SOMEONE CHECK IF HELL HATH FROZEN OVER.

I’m about to utter a sentence I never thought I’d live to hear myself say:

I did not absolutely love the new Jean-Pierre Jeunet film.

Oh man, I can’t believe I just said that. But it’s true. "A Very Long Engagement" is a very handsome movie. Jeunet clearly has his largest budget ever, and he re-creates 1920’s Europe on a convincing, epic scale. The war scenes at the infamous "Bingo" are as harrowing as they are muddy. The actors and actresses scattered throughout the movie are uniformly excellent. Make no mistake, Jean-Pierre Jeunet remains that true rarity of cinema: Hardy enough in stomach to stage grisly violence, but sensitive enough to ground his slaughterhouse in the whimsical daydreams of female protagonists. If any director, French or otherwise, could successfully stage a World War I epic / sweeping romance, Jeunet would be that guy. And if he had only stuck to staging a World War I epic / sweeping romance, I would be raving about his new flick right now.

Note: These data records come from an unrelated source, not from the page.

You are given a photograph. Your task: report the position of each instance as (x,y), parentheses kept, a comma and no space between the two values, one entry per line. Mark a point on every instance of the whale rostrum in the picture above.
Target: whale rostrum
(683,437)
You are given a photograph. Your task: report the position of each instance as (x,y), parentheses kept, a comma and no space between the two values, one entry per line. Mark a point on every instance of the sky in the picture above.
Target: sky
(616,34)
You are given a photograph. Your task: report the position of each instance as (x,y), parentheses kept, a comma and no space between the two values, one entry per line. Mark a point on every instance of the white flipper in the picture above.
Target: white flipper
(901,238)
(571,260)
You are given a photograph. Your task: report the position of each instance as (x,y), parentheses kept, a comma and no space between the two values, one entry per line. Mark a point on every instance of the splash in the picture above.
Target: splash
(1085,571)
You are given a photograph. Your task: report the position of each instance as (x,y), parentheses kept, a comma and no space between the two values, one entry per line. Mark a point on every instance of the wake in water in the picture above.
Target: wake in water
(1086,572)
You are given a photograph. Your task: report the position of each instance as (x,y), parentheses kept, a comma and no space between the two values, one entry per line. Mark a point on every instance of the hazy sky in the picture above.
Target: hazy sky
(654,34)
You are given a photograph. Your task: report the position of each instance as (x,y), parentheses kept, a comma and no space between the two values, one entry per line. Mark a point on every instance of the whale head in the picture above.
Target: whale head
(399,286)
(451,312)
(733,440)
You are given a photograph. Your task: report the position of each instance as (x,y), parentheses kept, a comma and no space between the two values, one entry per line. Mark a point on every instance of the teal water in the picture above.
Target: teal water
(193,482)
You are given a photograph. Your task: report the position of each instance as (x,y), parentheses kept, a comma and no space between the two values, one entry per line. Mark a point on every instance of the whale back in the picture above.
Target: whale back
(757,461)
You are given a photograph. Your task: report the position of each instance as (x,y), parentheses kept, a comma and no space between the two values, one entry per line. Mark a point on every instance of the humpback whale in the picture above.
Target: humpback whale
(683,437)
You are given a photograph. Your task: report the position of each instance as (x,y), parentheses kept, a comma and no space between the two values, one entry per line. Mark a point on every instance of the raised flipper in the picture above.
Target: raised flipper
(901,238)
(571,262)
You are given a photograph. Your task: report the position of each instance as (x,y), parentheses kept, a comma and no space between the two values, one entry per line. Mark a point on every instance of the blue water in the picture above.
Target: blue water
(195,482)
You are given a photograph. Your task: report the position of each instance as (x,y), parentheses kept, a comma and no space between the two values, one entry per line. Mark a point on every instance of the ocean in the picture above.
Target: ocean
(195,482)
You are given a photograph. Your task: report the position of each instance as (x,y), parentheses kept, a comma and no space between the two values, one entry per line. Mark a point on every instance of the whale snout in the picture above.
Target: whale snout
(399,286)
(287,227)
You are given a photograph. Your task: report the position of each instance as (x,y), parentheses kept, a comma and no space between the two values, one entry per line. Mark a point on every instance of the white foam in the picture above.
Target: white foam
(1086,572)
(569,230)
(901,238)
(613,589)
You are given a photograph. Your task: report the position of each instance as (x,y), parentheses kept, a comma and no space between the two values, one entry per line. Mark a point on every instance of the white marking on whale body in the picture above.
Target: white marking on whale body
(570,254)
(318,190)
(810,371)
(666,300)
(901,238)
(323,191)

But no! With "A Very Long Engagement," Jean-Pierre Jeunet is constantly screaming, "Look at me! Look at me! I’m Jean-Pierre Jeunet, director of ‘Amelie,’ staging a World War I epic / sweeping romance!" There was no reason for him to do this. The story is potent enough, dramatic enough, and compelling enough to be told straight. Jeunet didn’t need to garnish it with so many of his hyperactive "Amelie" flourishes.

The voiceover that permeates the entire film? Totally unnecessary! The constant superimposing of murky images in mid-air, a la thought bubbles in comic books? Annoying after the tenth time! The ‘snapshots’ of minor characters, meaning their respective geneologies, even for soldiers who die the next time we see them? Could have been integrated in a much smoother manner! And the central romance between Audrey Tautou and ‘Whoever-that-guy-was,’ which naturally, had to border on anti-social behavior? Not nearly as cute as in "Amelie." Well, maybe that’s because the spectre of Death hangs so readily over Tautou’s character this time. Death lingers over the entire movie, in fact, but Jeunet can’t commit himself to adopting the uniformly serious tone the material deserves. (I don’t know if he intended the execution of a woman whom the audience can easily sympathize with, in self-consciously grainy black-and-white film stock, to be comic relief. It certainly felt off-putting.)

And the movie goes back to the pivotal campaign at "Bingo" so often that I started to get annoyed. Like I said, the war scenes are technically well-made. And I think Jeunet understands the "Rashoman" style: Every time you revisit the same scene, you look at it a different way, or new information comes to light, or something besides repetition. Still, there were too many times that the movie would cut back to the Battle at Bingo, and I’m not entirely convinced that each time, important new info was revealed, or anything at all changed. Maybe I need to see this movie a second time to be sure of the structure. But I had no problem with "Hero," (2002) or "Courage Under Fire," (1996) which took the same approach.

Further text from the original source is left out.